Suggestion: Wildcard Block Email Address

Would be good if there was a way to add wildcard blocked email addresses. E.g. When a spammer uses the gmail dot trick.

E.g.

example@gmail.com
example+random12345@gmail.com
ex.a.mple+random12345@gmail.com
e.xamp.le@gmail.com

Are all the same email address, spammers can use one gmail address to make unlimited accounts easily.

Blocking an address with wildcards like below I believe would be a good solution:
e*x*a*m*p*l*e*@gmail.com

I don’t necessarily think that all registrations using these gmail address variations should be blocked, just that it would be useful that if a gmail address is blocked, all variations are blocked too or that we can manually add a wildcard gmail to the email blacklist.

Are you seeing an actual specific problem or is this just a theory? If it is a specific problem can you share the specific spammer emails?

3 Likes

Yes it’s an actual problem I’m experiencing, I have spammers regularly making tens of thousands of accounts per single gmail account with the dot method and a sufficient pool of IPs.

I’m only seeing the dot trick being used, not 100% sure about if the + method works also. Last I checked it was possible to register using email addresses with + characters, so that trick should work too.

For example, this email (not a real email):
constantinehamilton1337x@gmail.com

Can make 16,777,216 unique email addresses using the dot method only and essentially unlimited using the + method. Makes it super efficient for spammers. Domain blacklist isn’t viable seeing it’s gmail.

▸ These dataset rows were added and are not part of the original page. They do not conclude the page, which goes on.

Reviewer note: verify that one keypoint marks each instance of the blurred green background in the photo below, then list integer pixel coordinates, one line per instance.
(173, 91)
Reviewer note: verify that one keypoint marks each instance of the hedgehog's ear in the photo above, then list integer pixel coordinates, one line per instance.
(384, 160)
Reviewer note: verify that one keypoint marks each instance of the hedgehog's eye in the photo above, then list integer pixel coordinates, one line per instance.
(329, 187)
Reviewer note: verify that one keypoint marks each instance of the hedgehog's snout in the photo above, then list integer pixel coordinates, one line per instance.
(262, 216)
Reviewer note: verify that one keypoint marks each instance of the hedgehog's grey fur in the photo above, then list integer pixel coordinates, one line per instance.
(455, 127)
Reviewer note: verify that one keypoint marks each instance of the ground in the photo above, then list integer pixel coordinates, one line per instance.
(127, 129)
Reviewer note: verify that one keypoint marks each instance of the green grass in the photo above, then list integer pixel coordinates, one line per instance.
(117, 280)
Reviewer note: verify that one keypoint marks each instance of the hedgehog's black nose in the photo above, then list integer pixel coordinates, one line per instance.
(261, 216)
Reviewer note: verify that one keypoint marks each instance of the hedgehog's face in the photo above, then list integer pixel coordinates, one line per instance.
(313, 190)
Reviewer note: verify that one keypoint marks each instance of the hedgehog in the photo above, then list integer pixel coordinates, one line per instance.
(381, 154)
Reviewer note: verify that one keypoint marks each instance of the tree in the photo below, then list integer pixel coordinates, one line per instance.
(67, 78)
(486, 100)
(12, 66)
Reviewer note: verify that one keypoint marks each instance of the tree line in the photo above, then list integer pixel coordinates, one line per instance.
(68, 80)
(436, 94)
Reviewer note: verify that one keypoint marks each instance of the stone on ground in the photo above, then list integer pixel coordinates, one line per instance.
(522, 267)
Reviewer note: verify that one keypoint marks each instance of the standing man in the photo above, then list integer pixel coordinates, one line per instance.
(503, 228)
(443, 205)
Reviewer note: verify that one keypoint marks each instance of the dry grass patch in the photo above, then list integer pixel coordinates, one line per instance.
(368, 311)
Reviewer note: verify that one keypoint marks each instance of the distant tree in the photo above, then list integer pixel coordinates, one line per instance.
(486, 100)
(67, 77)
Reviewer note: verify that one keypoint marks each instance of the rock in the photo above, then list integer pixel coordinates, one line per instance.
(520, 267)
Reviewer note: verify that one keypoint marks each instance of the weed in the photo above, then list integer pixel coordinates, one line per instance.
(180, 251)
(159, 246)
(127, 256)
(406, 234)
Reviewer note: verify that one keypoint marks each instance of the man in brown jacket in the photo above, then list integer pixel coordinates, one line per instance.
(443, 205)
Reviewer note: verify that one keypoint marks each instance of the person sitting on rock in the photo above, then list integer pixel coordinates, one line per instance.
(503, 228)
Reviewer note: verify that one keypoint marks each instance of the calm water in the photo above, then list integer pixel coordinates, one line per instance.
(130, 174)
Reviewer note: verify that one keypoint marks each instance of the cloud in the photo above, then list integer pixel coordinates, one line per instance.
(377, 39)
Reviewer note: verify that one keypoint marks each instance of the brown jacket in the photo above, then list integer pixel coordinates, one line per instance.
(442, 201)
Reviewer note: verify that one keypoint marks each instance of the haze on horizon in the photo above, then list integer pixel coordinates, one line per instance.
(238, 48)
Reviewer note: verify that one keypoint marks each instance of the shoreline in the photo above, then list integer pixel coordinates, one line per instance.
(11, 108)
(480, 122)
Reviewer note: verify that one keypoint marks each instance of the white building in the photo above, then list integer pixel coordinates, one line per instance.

You can see a generator here (gets laggy over 8k combinations): Gmail Dot Trick Generator

If this was actually implemented with a wildcard-like approach (instead of being handled automatically by Discourse), you’d probably want to be much more specific than e*x*a*m*p*l*e*@gmail.com. Doing it that way could result in blocking innocent people, especially if the spammer’s email address is relatively short. Looking specifically for . and + would probably be much safer.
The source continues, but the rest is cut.